Somo is a town in Lincoln County, Wisconsin, United States. The population was 123 at the 2020 census. The unincorporated communities of Clifford and Tripoli are located partially in the town.

==Geography==
Somo occupies the northwestern corner of Lincoln County, with Oneida County to the north and Price County to the west. U.S. Route 8 runs along the northern border of the town, passing through Tripoli and leading east 16 mi to U.S. Route 51 north of Tomahawk and west 15 mi to Prentice.

According to the United States Census Bureau, the town of Somo has a total area of 94.1 sqkm, of which 93.7 sqkm are land and 0.35 sqkm, or 0.37%, are water. The northern and eastern parts of town are drained by the Somo River and its tributaries, while the southern and western parts are drained by tributaries of the Spirit River. Both rivers are east-flowing tributaries of the Wisconsin River.

==Demographics==
As of the census of 2000, there were 121 people, 57 households, and 38 families residing in the town. The population density was 3.3 people per square mile (1.3/km^{2}). There were 85 housing units at an average density of 2.3 per square mile (0.9/km^{2}). The racial makeup of the town was 100% White.

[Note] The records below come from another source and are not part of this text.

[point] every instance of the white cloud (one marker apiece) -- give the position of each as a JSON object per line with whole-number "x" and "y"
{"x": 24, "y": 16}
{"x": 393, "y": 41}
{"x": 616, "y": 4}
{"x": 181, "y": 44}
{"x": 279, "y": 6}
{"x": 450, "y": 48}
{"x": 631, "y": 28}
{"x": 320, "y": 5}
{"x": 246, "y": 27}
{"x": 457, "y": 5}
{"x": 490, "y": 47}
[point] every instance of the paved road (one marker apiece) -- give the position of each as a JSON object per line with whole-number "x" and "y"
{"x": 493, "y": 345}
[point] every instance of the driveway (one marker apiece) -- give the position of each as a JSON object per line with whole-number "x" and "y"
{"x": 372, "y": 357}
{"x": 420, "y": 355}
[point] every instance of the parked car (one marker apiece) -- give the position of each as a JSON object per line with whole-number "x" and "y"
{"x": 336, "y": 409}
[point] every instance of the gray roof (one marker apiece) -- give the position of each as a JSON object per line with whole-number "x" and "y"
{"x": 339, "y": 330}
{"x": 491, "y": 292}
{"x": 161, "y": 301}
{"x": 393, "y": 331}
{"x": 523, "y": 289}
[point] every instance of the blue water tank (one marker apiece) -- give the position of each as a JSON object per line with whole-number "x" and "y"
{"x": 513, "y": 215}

There were 57 households, out of which 15.8% had children under the age of 18 living with them, 63.2% were married couples living together, 3.5% had a female householder with no husband present, and 33.3% were non-families. 28.1% of all households were made up of individuals, and 12.3% had someone living alone who was 65 years of age or older. The average household size was 2.12 and the average family size was 2.61.

In the town, the population was spread out, with 16.5% under the age of 18, 5.8% from 18 to 24, 21.5% from 25 to 44, 33.1% from 45 to 64, and 23.1% who were 65 years of age or older. The median age was 48 years. For every 100 females, there were 101.7 males. For every 100 females age 18 and over, there were 98 males.

The median income for a household in the town was $22,250, and the median income for a family was $31,875. Males had a median income of $24,375 versus $20,625 for females. The per capita income for the town was $19,374. There were 17.9% of families and 18.4% of the population living below the poverty line, including 27.3% of under eighteens and none of those over 64.